Citizens concerned regarding uncertainty of peninsula's future

3/13/2014
ASSOCIATED PRESS
  • Biden-US-Ukraine

    Ukraine Prime Minister Arseniy, right, waves as he is greeted by US acting Chief of Protocol Natalie Jones, left, during his arrival at the White House in Washington, Thursday, March 13, 2014. Arseniy is meeting with Vice President Joe Biden before traveling to New York to visit the United Nations. (AP Photo/Manuel Balce Ceneta)

    ASSOCIATED PRESS

  • SIMFEROPOL, Ukraine — Ukraine’s largest bank says customers in the nation’s Crimean Peninsula are lining up to withdraw cash from their accounts as the region occupied by Russian troops prepares for Sunday’s referendum on joining Russia.

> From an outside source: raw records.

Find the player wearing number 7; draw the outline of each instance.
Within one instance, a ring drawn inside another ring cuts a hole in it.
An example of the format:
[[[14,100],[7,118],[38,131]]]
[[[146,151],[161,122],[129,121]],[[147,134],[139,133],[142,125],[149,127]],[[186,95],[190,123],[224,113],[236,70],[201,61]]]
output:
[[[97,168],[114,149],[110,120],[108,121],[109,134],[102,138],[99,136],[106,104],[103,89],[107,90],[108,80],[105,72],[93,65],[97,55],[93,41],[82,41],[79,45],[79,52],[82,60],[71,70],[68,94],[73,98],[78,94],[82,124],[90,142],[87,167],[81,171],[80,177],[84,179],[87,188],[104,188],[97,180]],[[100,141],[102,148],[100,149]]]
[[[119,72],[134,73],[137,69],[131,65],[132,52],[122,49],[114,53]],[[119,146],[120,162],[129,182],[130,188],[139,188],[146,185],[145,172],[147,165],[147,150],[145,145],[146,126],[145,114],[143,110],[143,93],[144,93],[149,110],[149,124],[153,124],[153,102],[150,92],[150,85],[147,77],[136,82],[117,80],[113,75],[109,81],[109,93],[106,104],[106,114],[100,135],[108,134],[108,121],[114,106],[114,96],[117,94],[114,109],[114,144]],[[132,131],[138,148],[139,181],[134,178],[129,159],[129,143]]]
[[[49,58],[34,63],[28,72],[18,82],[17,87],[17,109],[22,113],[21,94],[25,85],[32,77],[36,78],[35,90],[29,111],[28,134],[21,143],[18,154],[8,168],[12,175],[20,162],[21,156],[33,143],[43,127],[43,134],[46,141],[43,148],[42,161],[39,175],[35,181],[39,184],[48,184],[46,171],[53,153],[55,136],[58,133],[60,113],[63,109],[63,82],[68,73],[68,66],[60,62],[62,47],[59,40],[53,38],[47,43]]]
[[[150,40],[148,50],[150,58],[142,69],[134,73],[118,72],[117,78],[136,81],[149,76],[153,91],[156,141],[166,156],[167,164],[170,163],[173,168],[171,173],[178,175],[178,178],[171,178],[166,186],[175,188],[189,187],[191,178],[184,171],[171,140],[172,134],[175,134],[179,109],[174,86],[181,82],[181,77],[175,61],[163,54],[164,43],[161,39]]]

    Lines of customers could be seen forming today outside Privat and other banks amid uncertainty over the peninsula’s future.

    Oleh Serha, a spokesman for Privat bank, said all banks in Crimea are struggling to deliver more cash to the region, where tensions are high between ethnic Russians and minority ethnic Ukrainians and Tartars.

    Serha said the bank has imposed a limit of 1,500 hryvna ($150) on daily withdrawals across all of Ukraine.

    Its government and Western nations have denounced the referendum as illegitimate and warned Russia against trying to annex Crimea.